Despite increasing opposition from the Pharisees, Christ headed out to present the good news to the cities and villages. He appears to have been driven to do this by heartfelt compassion. The actual word translated as “compassion” in our reading is the strongest word the Greek language has for this feeling, denoting the deepest of emotions. Unlike the Pharisees, whose attitude was one of judgement towards those they considered sinners, Christ was moved by love for people who were distant from God. And rather than condemning the ordinary folk for their lack of godliness, he held the religious leaders responsible for how they had drifted from their heavenly Father. He called the crowds “sheep without a shepherd” – an unprotected, unguided and abandoned flock. They were as helpless and vulnerable as sheep before wolves.
Jesus’ mission was to reach out to these lost people and bring them back to God. He believed vast numbers of them would be open to his message, proclaiming the harvest to be plentiful. However, he needed help, and so he prayed for more people to join in his work, before commissioning and sending out his twelve disciples to spread the good news. Indeed, Matthew emphasises that by doing this the disciples were actually continuing Christ’s work. He describes Jesus giving them authority to cast out spirits and cure every disease and sickness, just as he showed Jesus himself doing only a few verses earlier.

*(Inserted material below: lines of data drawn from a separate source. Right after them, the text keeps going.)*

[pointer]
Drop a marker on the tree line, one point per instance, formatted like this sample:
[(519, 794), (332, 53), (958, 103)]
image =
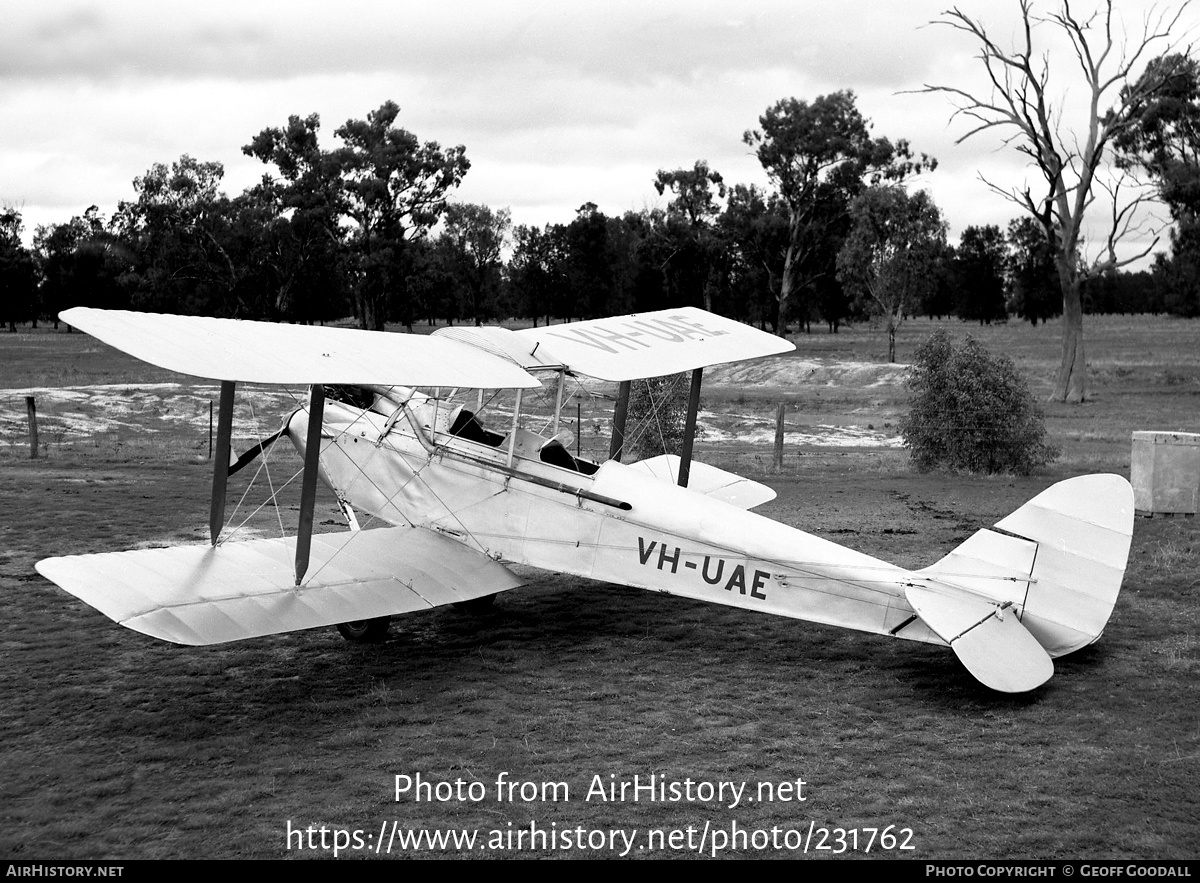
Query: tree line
[(369, 228)]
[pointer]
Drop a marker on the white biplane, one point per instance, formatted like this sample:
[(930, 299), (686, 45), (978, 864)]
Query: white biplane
[(460, 499)]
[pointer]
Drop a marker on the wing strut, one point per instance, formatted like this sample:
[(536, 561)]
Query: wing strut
[(309, 486), (221, 460), (689, 431)]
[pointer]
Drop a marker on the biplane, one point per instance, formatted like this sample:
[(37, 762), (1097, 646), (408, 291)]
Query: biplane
[(387, 426)]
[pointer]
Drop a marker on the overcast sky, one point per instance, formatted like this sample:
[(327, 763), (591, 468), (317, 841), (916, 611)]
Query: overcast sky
[(557, 103)]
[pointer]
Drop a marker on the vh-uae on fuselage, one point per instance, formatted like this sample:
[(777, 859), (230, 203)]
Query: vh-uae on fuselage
[(461, 498)]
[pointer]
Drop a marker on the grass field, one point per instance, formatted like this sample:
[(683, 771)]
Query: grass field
[(119, 746)]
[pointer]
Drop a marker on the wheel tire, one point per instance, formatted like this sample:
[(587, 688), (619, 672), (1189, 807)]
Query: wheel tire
[(365, 631), (477, 606)]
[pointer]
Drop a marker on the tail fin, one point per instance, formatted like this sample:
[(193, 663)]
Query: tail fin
[(1060, 560)]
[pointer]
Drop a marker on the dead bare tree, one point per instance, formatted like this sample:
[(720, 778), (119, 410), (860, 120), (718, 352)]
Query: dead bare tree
[(1072, 162)]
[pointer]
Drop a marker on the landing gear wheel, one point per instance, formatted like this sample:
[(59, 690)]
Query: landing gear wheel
[(477, 606), (365, 631)]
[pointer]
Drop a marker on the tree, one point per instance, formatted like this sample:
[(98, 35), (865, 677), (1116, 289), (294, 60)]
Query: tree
[(754, 229), (972, 410), (307, 254), (535, 270), (1069, 161), (888, 260), (18, 274), (1035, 290), (395, 190), (475, 235), (693, 248), (82, 264), (178, 232), (820, 156), (1165, 142)]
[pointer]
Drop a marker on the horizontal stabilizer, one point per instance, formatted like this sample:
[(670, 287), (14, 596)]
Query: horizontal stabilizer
[(268, 352), (708, 480), (213, 594), (988, 640)]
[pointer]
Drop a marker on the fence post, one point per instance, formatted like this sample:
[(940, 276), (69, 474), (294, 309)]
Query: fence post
[(31, 408), (779, 438)]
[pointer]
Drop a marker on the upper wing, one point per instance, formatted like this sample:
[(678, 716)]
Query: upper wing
[(213, 594), (265, 352), (652, 344)]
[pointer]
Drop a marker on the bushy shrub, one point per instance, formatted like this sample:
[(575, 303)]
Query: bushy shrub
[(972, 410)]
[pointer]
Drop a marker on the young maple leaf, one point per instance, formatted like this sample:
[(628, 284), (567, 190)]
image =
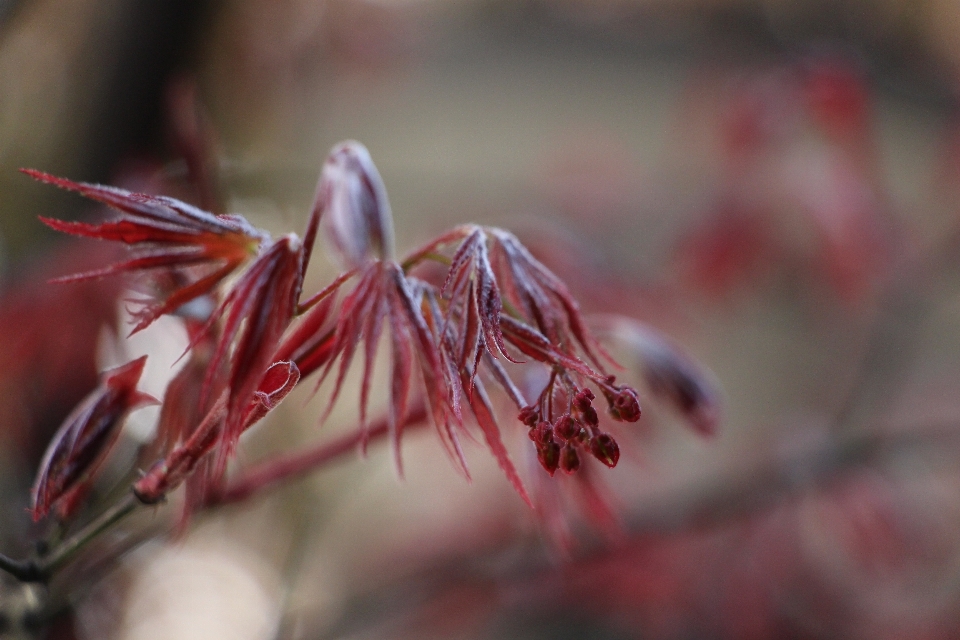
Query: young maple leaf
[(164, 233), (84, 440)]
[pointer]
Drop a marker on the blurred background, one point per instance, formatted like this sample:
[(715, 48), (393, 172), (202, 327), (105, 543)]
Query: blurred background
[(771, 184)]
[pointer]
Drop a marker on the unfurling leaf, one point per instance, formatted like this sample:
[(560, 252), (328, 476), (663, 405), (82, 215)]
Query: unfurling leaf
[(352, 201), (85, 439), (166, 234)]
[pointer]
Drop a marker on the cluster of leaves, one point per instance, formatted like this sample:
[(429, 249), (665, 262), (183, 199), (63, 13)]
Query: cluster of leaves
[(255, 336)]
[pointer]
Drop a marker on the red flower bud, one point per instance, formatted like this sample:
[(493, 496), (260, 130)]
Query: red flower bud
[(544, 432), (624, 405), (549, 456), (529, 416), (569, 459), (604, 448), (566, 427)]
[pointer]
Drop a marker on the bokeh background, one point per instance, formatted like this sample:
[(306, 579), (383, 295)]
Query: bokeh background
[(771, 184)]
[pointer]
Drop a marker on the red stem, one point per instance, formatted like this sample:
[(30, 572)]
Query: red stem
[(299, 464)]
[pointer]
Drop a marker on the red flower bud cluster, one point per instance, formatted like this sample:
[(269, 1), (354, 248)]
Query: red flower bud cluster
[(562, 443)]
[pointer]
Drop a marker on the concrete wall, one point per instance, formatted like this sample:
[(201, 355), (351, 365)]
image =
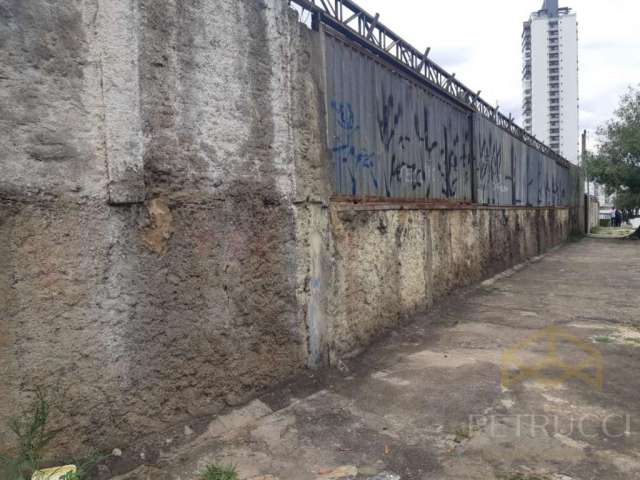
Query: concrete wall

Jesus preached to so many people because he was driven by deep-seated pity and concern. He was heartbroken that the crowds were so far from God. Our passage shows us that he expected his disciples, both past and present, to share his compassion and continue his mission. Even Simeon Stylites understood this, and spent some time passing on the message of God’s love, even allowing people to come up and talk to him via a ladder.
If we are honest, keeping ourselves to ourselves can seem the safer option. Living in a world that is often hostile to the Christian faith, where temptations abound, we can perhaps understand why the Pharisees also felt such fear. Jesus, however, does not seem to have worried that his disciples might fall away as a result of mixing with people who lived at a distance from God. Even though they were only young in faith, he sent his small and inexperienced group of
disciples out into the unbelieving towns and villages around, confident that they would have more impact upon the world than the world would have upon them.
There would be opposition and even persecution, as the later part of our reading reflects. However, Jesus knew that there was a vast harvest out there and his disciples would powerfully affect, influence and change many of those they went to with the Gospel message. As Jesus teaches elsewhere, the kingdom of God is like yeast that is mixed into dough. Even a tiny measure of yeast spreads rapidly through all the dough and completely transforms it.
So when we are daunted by the task of continuing Christ’s mission and reaching out, let us be encouraged by Jesus’ optimistic belief in the transforming power of the Gospel and God’s ability to work through and protect us, as we reach out with the good news.